In Deutschland gibt es an vielen Universitäten, aber auch an einigen Fachhochschulen die Möglichkeit Sinologie oder sogenannte Kombi-Studiengänge – meist mit Wirtschaft – zu studieren. Die Unis haben dabei unterschiedliche Schwerpunkte. Manche lehren vorwiegend das moderne China, manche eher das alte China, die meisten beides. In dieser Serie werde ich die sinologischen Abteilungen an den deutschsprachigen Universitäten und ihre Geschichte, ihre Schwerpunkte und ihre Lehrenden vorstellen. Heute ist die Universität Heidelberg dran.

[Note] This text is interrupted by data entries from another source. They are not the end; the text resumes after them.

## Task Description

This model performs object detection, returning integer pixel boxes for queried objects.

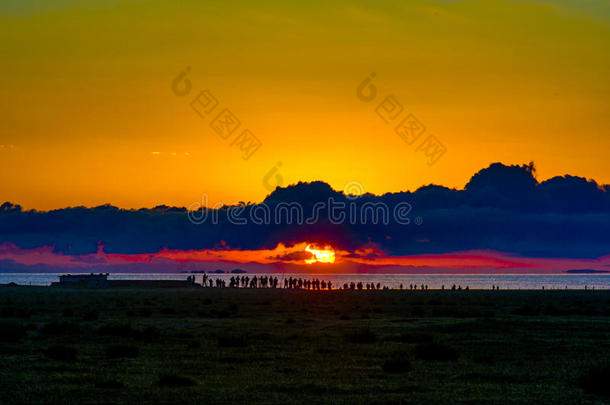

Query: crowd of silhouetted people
[197,274,482,291]
[194,274,595,291]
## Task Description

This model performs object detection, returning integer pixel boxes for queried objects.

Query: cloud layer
[0,163,610,270]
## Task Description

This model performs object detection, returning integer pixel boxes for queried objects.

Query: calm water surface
[0,273,610,290]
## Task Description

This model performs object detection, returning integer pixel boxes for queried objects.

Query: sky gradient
[0,0,610,209]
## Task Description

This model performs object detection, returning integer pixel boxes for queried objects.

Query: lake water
[0,273,610,290]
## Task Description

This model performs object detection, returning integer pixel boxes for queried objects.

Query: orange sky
[0,0,610,209]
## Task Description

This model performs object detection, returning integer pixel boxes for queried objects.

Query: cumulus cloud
[0,163,610,260]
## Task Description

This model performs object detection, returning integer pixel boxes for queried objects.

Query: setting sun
[305,245,335,264]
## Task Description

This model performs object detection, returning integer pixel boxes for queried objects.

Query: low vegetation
[0,287,610,405]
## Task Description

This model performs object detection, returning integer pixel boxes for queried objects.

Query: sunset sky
[0,0,610,209]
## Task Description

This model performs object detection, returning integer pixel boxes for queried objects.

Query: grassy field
[0,287,610,404]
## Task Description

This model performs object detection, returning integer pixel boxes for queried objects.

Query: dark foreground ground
[0,287,610,404]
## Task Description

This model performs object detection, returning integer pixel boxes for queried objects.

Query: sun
[305,244,335,264]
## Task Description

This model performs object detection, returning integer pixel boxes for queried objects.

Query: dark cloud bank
[0,163,610,258]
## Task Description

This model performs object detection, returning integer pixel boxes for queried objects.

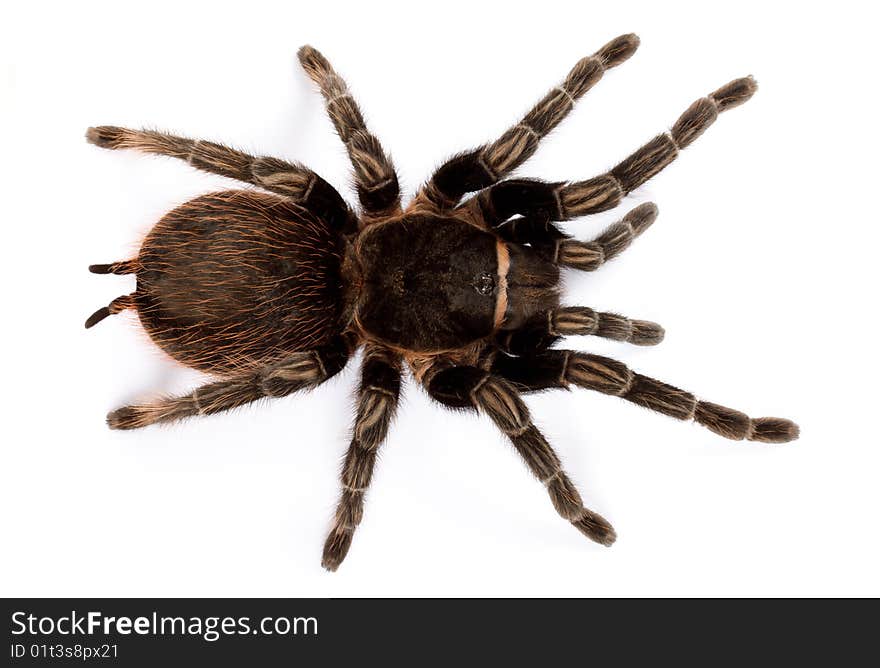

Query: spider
[86,35,798,570]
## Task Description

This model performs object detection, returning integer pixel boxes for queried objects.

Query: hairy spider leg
[86,125,357,232]
[298,46,400,223]
[414,35,639,211]
[424,366,616,545]
[107,336,352,429]
[321,345,400,571]
[495,306,665,355]
[492,350,799,443]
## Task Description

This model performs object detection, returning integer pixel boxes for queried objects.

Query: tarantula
[86,35,798,570]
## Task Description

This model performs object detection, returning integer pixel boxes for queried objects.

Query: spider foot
[86,125,125,149]
[572,508,617,547]
[321,527,354,572]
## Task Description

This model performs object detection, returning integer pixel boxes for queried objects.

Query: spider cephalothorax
[86,35,798,570]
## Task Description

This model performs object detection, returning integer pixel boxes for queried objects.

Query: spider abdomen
[135,191,342,374]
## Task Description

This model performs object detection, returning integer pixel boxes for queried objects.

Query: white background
[0,0,880,596]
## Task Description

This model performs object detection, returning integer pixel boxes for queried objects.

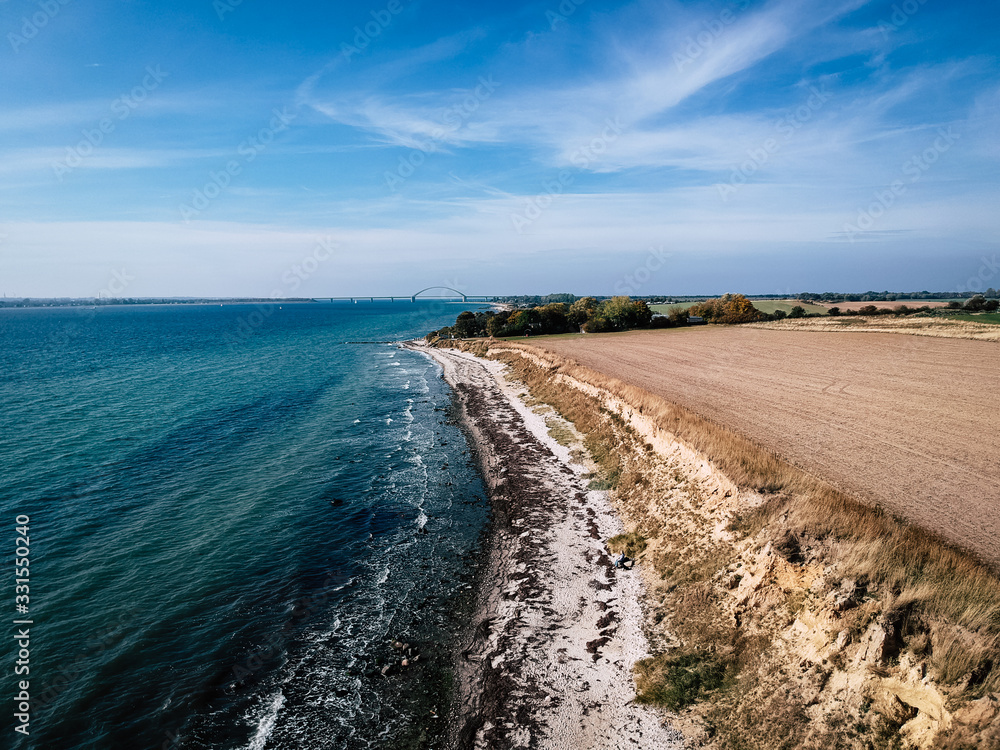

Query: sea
[0,301,489,750]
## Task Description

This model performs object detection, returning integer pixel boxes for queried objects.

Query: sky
[0,0,1000,297]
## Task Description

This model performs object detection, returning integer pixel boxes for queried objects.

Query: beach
[408,343,683,750]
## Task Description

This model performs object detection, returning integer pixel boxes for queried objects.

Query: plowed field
[531,327,1000,567]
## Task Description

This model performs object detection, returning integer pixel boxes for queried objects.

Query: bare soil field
[747,313,1000,341]
[816,299,948,312]
[531,327,1000,567]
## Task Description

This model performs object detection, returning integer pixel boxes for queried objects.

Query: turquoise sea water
[0,302,487,750]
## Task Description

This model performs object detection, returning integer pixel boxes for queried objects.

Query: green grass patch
[549,424,576,448]
[750,299,827,315]
[635,651,727,711]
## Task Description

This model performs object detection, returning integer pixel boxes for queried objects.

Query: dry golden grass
[456,341,1000,692]
[748,316,1000,341]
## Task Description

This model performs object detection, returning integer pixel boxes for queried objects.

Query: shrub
[635,651,727,711]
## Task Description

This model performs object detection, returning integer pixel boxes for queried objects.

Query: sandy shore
[402,345,683,750]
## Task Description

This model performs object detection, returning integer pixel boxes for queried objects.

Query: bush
[689,294,767,325]
[635,652,726,711]
[965,294,986,312]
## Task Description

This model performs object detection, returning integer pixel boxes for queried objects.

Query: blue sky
[0,0,1000,296]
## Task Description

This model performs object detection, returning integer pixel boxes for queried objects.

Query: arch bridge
[313,286,496,303]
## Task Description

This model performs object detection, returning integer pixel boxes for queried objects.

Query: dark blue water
[0,302,487,750]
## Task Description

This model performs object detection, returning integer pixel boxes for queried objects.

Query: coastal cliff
[434,342,1000,749]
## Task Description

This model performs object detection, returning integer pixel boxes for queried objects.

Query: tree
[566,297,598,326]
[688,294,765,325]
[667,307,691,326]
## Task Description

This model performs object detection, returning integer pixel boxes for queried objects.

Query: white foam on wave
[247,690,285,750]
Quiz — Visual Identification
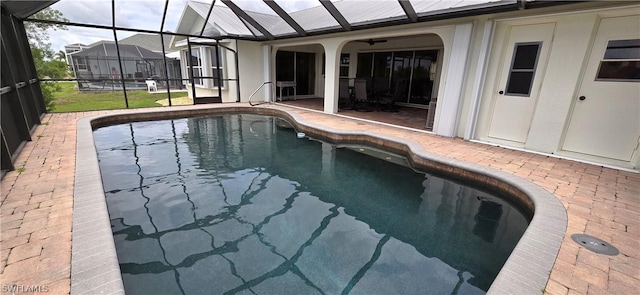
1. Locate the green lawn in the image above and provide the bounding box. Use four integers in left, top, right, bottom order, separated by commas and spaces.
52, 82, 186, 113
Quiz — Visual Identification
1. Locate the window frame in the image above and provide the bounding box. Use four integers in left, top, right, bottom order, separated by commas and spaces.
594, 39, 640, 83
183, 47, 205, 87
75, 56, 87, 71
504, 41, 543, 97
206, 46, 227, 89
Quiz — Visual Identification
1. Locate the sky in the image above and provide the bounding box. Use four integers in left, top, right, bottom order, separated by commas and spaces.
33, 0, 320, 52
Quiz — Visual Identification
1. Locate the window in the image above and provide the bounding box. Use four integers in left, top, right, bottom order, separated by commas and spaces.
505, 42, 542, 96
185, 48, 204, 86
75, 57, 87, 71
596, 39, 640, 82
340, 53, 350, 77
209, 47, 224, 87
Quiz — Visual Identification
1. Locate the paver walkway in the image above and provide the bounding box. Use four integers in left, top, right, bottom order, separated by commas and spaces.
0, 104, 640, 294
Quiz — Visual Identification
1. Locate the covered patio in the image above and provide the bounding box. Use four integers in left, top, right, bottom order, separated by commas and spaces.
279, 97, 432, 131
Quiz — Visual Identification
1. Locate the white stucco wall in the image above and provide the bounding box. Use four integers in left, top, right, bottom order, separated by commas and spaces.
472, 6, 640, 167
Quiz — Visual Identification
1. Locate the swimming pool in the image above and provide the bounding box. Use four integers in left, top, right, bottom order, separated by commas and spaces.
94, 114, 530, 294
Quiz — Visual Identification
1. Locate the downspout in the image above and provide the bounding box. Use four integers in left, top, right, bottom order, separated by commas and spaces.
187, 37, 196, 104
160, 0, 172, 106
216, 39, 222, 102
111, 0, 129, 109
233, 39, 240, 102
464, 20, 495, 140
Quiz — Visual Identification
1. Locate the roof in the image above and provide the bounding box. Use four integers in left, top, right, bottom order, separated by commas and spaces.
186, 0, 517, 37
11, 0, 580, 42
71, 41, 162, 59
118, 33, 171, 52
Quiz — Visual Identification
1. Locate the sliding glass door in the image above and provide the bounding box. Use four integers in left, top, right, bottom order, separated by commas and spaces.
276, 50, 316, 95
356, 50, 438, 105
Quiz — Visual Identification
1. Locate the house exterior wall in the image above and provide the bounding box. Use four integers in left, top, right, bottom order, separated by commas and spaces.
472, 6, 640, 169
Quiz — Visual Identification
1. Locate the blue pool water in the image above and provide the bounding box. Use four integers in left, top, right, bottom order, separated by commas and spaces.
94, 114, 530, 294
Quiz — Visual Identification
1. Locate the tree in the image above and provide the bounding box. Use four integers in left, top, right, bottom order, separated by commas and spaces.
24, 7, 69, 111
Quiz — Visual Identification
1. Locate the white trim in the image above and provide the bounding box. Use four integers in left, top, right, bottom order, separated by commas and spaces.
464, 20, 495, 140
433, 23, 473, 137
493, 1, 640, 22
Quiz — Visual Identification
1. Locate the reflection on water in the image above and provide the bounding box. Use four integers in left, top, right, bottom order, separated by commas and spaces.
94, 115, 529, 294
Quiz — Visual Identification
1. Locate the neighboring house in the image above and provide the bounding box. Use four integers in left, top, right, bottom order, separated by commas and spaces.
118, 33, 185, 89
64, 43, 89, 73
65, 41, 182, 90
180, 0, 640, 170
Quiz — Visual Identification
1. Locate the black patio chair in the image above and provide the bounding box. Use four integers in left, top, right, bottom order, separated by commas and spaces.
378, 79, 407, 112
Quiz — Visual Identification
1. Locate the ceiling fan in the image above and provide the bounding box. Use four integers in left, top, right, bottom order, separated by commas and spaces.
357, 39, 387, 45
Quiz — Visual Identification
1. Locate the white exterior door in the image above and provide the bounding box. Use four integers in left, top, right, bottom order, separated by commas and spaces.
488, 23, 555, 143
563, 15, 640, 162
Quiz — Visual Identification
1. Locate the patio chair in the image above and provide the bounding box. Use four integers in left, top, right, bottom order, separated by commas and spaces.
145, 80, 158, 92
353, 79, 372, 112
378, 79, 407, 112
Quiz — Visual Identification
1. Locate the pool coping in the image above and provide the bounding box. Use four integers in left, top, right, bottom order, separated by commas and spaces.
71, 105, 567, 294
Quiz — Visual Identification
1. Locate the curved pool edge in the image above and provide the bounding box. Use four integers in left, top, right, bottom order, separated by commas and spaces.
71, 105, 567, 294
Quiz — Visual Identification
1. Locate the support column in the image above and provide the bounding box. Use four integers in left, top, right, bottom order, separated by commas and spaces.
322, 40, 343, 114
433, 24, 473, 137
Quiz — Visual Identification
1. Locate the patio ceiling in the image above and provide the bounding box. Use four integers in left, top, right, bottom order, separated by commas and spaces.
13, 0, 566, 41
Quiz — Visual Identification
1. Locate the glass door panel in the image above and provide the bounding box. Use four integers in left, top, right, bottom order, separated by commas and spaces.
409, 50, 438, 105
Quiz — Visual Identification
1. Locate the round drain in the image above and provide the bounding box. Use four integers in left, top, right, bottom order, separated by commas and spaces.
571, 234, 618, 256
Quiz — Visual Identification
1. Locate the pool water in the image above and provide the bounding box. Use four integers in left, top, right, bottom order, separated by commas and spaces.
94, 114, 530, 294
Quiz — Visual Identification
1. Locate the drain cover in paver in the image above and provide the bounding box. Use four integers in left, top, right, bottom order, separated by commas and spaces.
571, 234, 618, 256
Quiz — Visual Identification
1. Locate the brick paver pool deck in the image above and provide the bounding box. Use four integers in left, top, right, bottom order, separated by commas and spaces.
0, 104, 640, 294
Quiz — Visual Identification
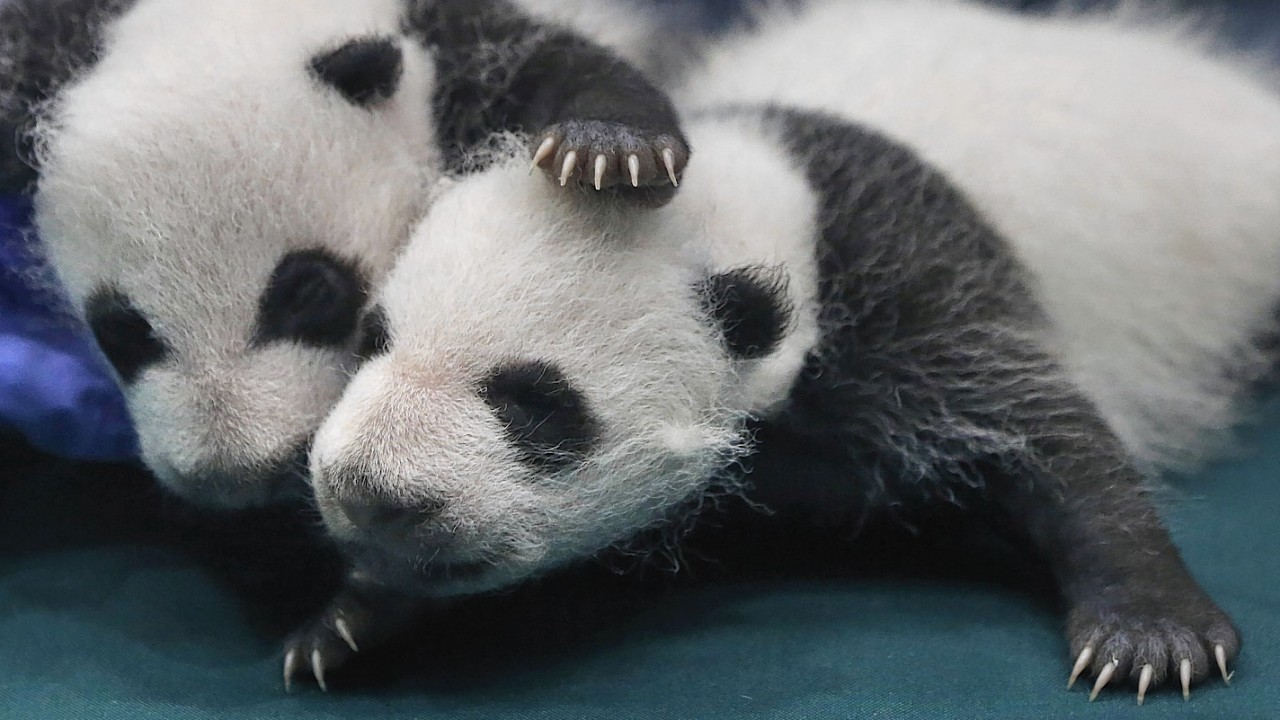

Die Geschichte: Am 19. Juli 1919 mittags um 12 Uhr trat Major Dr. F. E. A. Krause im Hörsaal 13 des Hauptgebäudes an der Uni Heidelberg zu seiner Antrittsvorlesung an. Thema: „Sprache und Schrift in China und Japan.“ Das war der Beginn der Sinologie in Heidelberg. Erste prominente Studierende waren Netty Reiling (die sich später Anna Seghers nannte) und Philipp Schaeffler (ermordeter Widerstandskämpfer). Doch knapp zehn Jahre später war schon wieder Schluss. Krause wechselte nach Göttingen, ein Nachfolger wurde nicht ernannt. Erst 1962 wurde wieder ein Institut für Sinologie gegründet. Wolfgang Bauer war der erste Lehrstuhlinhaber. Er blieb aber nur bis 1968 und wechselte dann nach München. Ihm folgten Günther Debon (1968-1986) und sodann der sehr einflussreiche Rudolf Wagner (1987-2012). Unter ihm wurde die Heidelberger Sinologie kräftig ausgebaut, bedeutsam hierfür war unter anderem die Mitarbeit am Exzellenzcluster Asien und Europa im Globalen Kontext. Heute zählen zur Sinologie 35 Wissenschaftler/innen. Alle sind Teil des Centre for Asian und Transcultural Studies (CATS). Der Asien-Campus der Universität Heidelberg wurde 2019 eröffnet, umfasst – nebenbei bemerkt – auch eine der umfangreichsten europäischen Bibliotheken zu China und Asien und über 200 Wissenschaftler/innen. Neben der regulären Lehre sind zahlreiche Vortragsreihen, Workshops und kulturelle Veranstaltungen Kennzeichen der lebendigen Heidelberger Asienwissenschaften. Eine der Professorinnen ist Anja Senz. Sie sagt: „Die Heidelberger Sinologie bietet eine deutschlandweit nahezu einzigartige Vielfalt und thematische Breite.“

Die Lehrenden: Insgesamt gibt es sechs Professuren mit Chinabezug. Enno Giele ist derzeit Direktor des Instituts für Sinologie. Er ist seit 2012 in Heidelberg und vertritt thematisch das klassische China. Barbara Mittler, die auch Musikwissenschaft studiert hat, hat den Schwerpunkt chinesische Kunst, Musik und Literatur. Gotelind Müller-Saini beschäftigt sich mit moderner chinesischer Geschichte, insbesondere im Bereich Bildung. Ganz im aktuellen China bewegt sich Anja Senz mit Schwerpunkten in der heutigen Politik, Wirtschaft und Gesellschaft. Joachim Kurtz befasst sich mit der chinesischen Geistesgeschichte und Michael Radich ist einer der weltweit renommiertesten Buddhismus-Forscher.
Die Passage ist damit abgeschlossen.